Cymopolia barbata (Linnaeus) V.Lamouroux (Dasycladaceae) is widespread in shallow waters and is seen covering rocks by the shorelines in tropical marine habitats. Known to grow to about 10-cm high, these green algae (Chlorophyta) have tufts at the end of their stems that are lightly calcified. Extracts from this plant have previously shown significant pharmacological properties such as antifungal, antitumor, antimicrobial, and antimutagenic activities 1 2 3 4 5 6 7 8 . Although the cymopols are known halogenated natural products which have been isolated from C. barbata, active ingredients responsible for the displayed biological activities remain unspecified. In this study, we investigated bioactivities of prenylated bromohydroquinones (PBQ), cymopol-related metabolites which are known to accumulate in C. barbata, and report, for the first time, biological activities from single ingredients isolated from this marine algae. Two of these compounds namely, 7-Hydroxycymopochromanone (PBQ1) and 7-hydroxycymopolone (PBQ2), shown in Figure 1 were investigated for cytotoxicity against three cancerous cell lines, one normal cell line, in addition to their potential for chemoprevention via inhibition of cytochrome P450 (CYP) 1 enzymes.

The CYP1 family of enzymes and in particular CYP1B1 appears to be a universal molecular cancer marker and a target for drug discovery.
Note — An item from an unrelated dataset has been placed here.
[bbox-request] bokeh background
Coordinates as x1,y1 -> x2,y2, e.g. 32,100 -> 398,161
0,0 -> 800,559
Findings of the over-expression of CYP1B1 in many tumor tissues compared with normal surrounding cells have led to the search for prodrugs reliant on CYP1B1 metabolism for the conversion into cytotoxic therapeutics 9 . The modification in the expression levels of CYP1B1 has been shown to modulate tumor progression 10 and thus specific inhibitors are expected to be of therapeutic/preventive benefit. Further, the involvement of CYP1 enzymes in the bioactivation of procarcinogens such as polycyclic aromatic hydrocarbons (PAHs), heterocyclic amines, aromatic amines, and nitro polycyclic hydrocarbons 11 , in addition to the biotransformation of anticancer drugs, has stimulated research into inhibitors of CYP1 enzyme activity 12 13 . Such inhibitors are thought to be potential anti-carcinogens if they could inhibit the activities of CYP1B1 and CYP1A1 to metabolize PAHs to toxic intermediates and/or decrease their ability to detoxify cancer drugs. A number of natural products have been found to be direct inhibitors of CYP1 enzymes, as well as generate metabolites that are CYP inhibitors with cytotoxic properties. In the study described in this article, PBQ2 demonstrated potent inhibition against CYP1B1 activity, together with promising and specific activity against the colon cancer cell line HT29. The examination of a close structural relative, PBQ1, also allows identification of structural motifs critical for biological activity.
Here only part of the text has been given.